Messages and reminders are set in the remote user’s app via their smart phone, and they play on the Tochie device itself when you want them to play (thanks to their remote message recording and scheduling feature). Of course, these suggestions are only the most obvious examples—you can literally set unlimited reminders or other messages in any language you wish. I recently wrote a blog article entitled Introducing the Tochie Personal Voice Aide with additional use-case examples and product details.
Among the Tochie’s key features and specs are Wi-Fi connectivity (at 2.4 GHz), a built-in 3W speaker, and compatibility with both Android and iOS based smart phones (more on that later). The Tochie measures just 71 mm in diameter with a 48 mm height and 200 g weight. Its exterior is made from a lightweight aluminum alloy, and it feels very sturdy and solid to the touch. Although the one I have in hand is the rose coloured version, the Tochie also comes in gold as you can see in the second photo down from here.

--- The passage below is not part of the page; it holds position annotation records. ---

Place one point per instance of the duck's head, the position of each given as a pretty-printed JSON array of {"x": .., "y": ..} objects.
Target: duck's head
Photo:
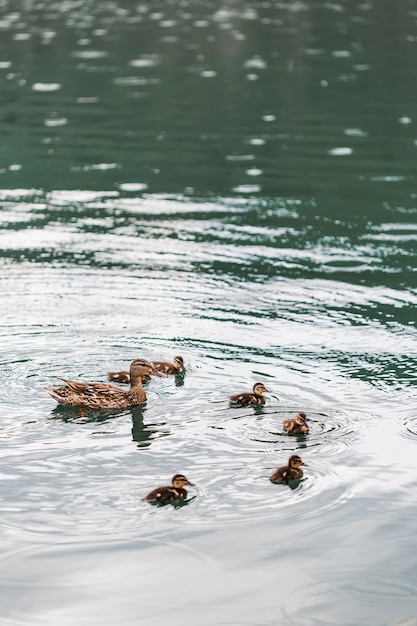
[
  {"x": 300, "y": 418},
  {"x": 179, "y": 481},
  {"x": 259, "y": 388},
  {"x": 295, "y": 461},
  {"x": 141, "y": 368},
  {"x": 178, "y": 362}
]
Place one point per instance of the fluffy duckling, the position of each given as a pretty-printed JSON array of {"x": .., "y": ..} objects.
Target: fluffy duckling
[
  {"x": 292, "y": 471},
  {"x": 169, "y": 493},
  {"x": 297, "y": 425},
  {"x": 247, "y": 397},
  {"x": 176, "y": 367},
  {"x": 105, "y": 396}
]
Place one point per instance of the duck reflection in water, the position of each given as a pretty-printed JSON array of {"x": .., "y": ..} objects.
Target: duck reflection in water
[
  {"x": 289, "y": 474},
  {"x": 170, "y": 494},
  {"x": 145, "y": 434}
]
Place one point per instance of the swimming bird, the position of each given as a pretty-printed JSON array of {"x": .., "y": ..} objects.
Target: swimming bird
[
  {"x": 296, "y": 425},
  {"x": 292, "y": 471},
  {"x": 170, "y": 493},
  {"x": 176, "y": 367},
  {"x": 247, "y": 397},
  {"x": 105, "y": 396}
]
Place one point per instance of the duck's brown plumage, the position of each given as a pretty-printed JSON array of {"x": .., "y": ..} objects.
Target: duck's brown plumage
[
  {"x": 297, "y": 425},
  {"x": 250, "y": 397},
  {"x": 177, "y": 367},
  {"x": 105, "y": 396},
  {"x": 169, "y": 493},
  {"x": 292, "y": 471}
]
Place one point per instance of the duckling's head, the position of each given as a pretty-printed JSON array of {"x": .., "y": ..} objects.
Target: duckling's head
[
  {"x": 300, "y": 418},
  {"x": 259, "y": 388},
  {"x": 141, "y": 368},
  {"x": 179, "y": 481},
  {"x": 178, "y": 362},
  {"x": 295, "y": 461}
]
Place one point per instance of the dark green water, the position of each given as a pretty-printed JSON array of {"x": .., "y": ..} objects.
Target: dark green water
[{"x": 235, "y": 183}]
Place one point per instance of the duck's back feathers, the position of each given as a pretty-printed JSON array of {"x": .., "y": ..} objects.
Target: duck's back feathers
[{"x": 166, "y": 494}]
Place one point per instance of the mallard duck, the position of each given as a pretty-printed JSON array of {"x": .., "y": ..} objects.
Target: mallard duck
[
  {"x": 247, "y": 397},
  {"x": 292, "y": 471},
  {"x": 105, "y": 396},
  {"x": 176, "y": 367},
  {"x": 296, "y": 425},
  {"x": 170, "y": 493}
]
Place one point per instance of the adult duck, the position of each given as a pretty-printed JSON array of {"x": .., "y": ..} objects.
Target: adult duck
[{"x": 105, "y": 396}]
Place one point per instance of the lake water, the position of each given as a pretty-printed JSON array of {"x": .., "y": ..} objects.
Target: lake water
[{"x": 233, "y": 182}]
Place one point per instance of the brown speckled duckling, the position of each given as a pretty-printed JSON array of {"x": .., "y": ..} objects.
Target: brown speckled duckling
[
  {"x": 247, "y": 397},
  {"x": 292, "y": 471},
  {"x": 170, "y": 493},
  {"x": 298, "y": 425},
  {"x": 105, "y": 396},
  {"x": 176, "y": 367}
]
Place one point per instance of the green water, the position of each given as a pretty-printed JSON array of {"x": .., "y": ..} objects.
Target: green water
[{"x": 234, "y": 183}]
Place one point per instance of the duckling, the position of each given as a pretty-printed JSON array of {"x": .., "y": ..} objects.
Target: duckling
[
  {"x": 292, "y": 471},
  {"x": 297, "y": 426},
  {"x": 247, "y": 397},
  {"x": 176, "y": 367},
  {"x": 105, "y": 396},
  {"x": 170, "y": 493}
]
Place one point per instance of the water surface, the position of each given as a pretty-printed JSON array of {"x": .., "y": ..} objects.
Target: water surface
[{"x": 233, "y": 183}]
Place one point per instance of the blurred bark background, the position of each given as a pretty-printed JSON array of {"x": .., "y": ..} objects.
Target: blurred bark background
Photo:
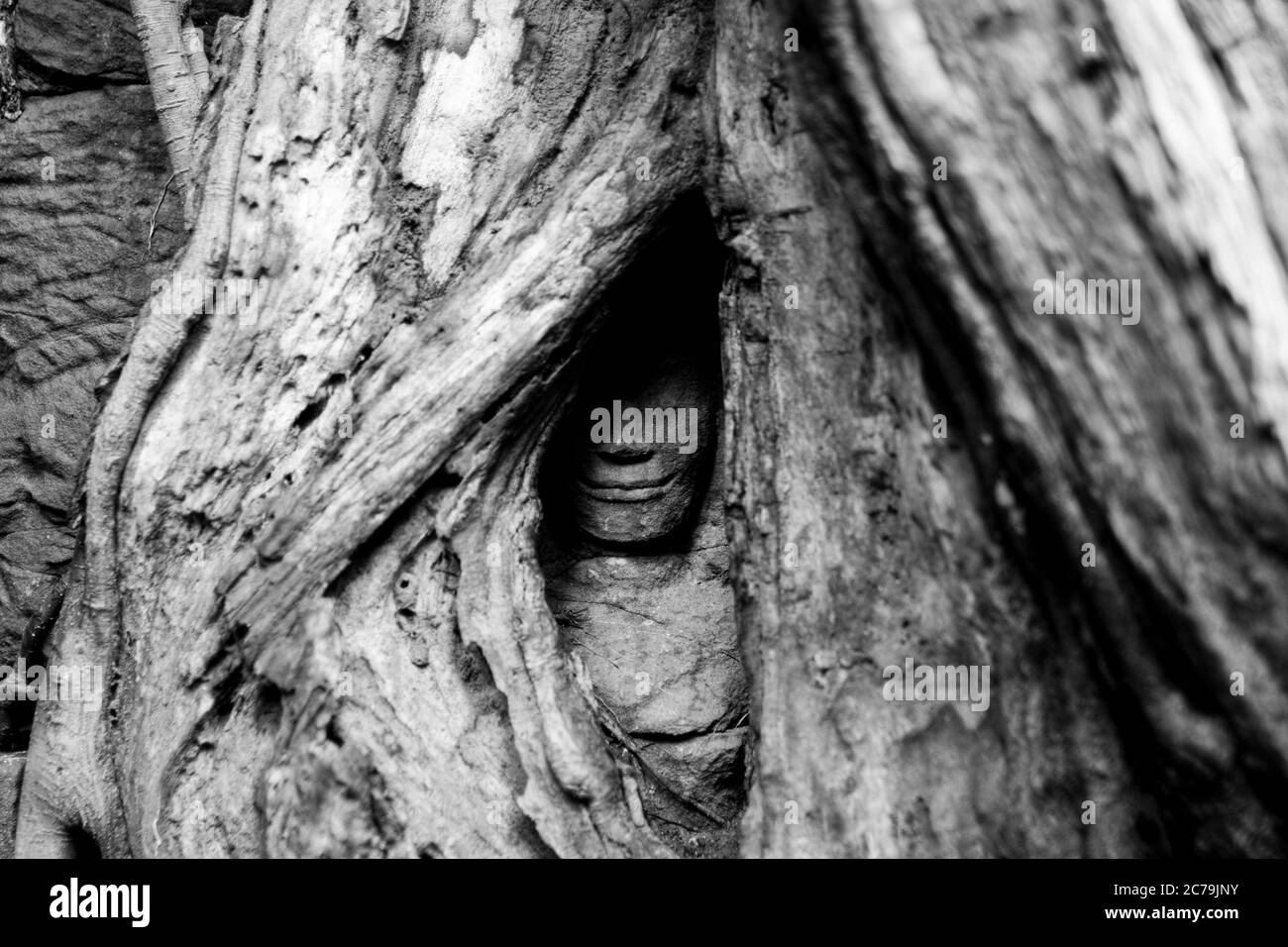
[{"x": 308, "y": 556}]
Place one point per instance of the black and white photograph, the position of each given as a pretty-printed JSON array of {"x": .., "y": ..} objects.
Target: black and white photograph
[{"x": 655, "y": 429}]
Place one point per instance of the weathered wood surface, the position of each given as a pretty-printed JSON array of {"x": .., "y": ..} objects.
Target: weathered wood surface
[{"x": 326, "y": 611}]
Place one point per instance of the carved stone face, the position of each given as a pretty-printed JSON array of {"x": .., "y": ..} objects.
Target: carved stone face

Testing and using the Tochie personal voice aide
Testing the Tochie was easy and fun—at least for the most part. However, I did have one issue with connecting it to my phone. I use a Samsung (Android) Galaxy S9+, and when attempting to pair the Tochie to my device, the phone could just never find the Tochie. I tried every troubleshooting method I could think of to rectify the situation, but nothing worked. I ultimately had to give up and try my wife’s iPhone instead, which not only worked on the first attempt, but somehow ended up giving my phone access to the app and all of its features as well.
This is not the first time I have encountered the same issue when trying to pair a new smart device to my Samsung phone, so it’s likely an issue with my specific phone.
Editor note from Martin Renaud, Blog Editor in Chief: I tested this same device after receiving it from Leo and had no issues. It connected immediately to the app on my Galaxy Note10, and allowed me to use all of the features in the app. The issues experienced by Leo seem to relate to his phone and not the Tochie device.
Beyond this one problem, I found that the device and app do exactly as they are intended to do. You can record and schedule messages to your loved one(s) from wherever you are (via the app) and have them receive the message where they are. All it takes is 2 quick taps of the speaker for the recipient to acknowledge your message. Beyond that they need know nothing of the device or technology in general other than that it will sometimes give them friendly messages from you in your own familiar voice.
We tested the Tochie pretty quickly here in my home, with my wife leaving me a few funny and sarcastic messages just to see how it would work, and it worked just fine. I also asked her if she would consider using one of these for her own aging family members, and she said she would whenever the time was right. Similar to her, the family members on my side are not in a position where they’re forgetful about things like taking medications, so I have no personal use cases for a device such as this at this time. Even so, I can certainly see where others might have use for it and can recommend it as a helpful device for anyone that might need it.
Final thoughts on the Tochie
What did I think of the Tochie overall? Well, I liked it very well for someone else, but not for myself. It’s not that I have any significant complaints about it (beyond the setup issue discussed above), but it’s just not really something I need right now. You, however, may be another story? If you have someone in your family that you want to be able to provide a better level of care for, the Tochie might just be the thing for you if you can’t always be right there with them in person. It works well, provides features that could be extremely useful given the right set of circumstances, and is relatively easy to use once connected. It’s definitely worth a look if you fit its target audience.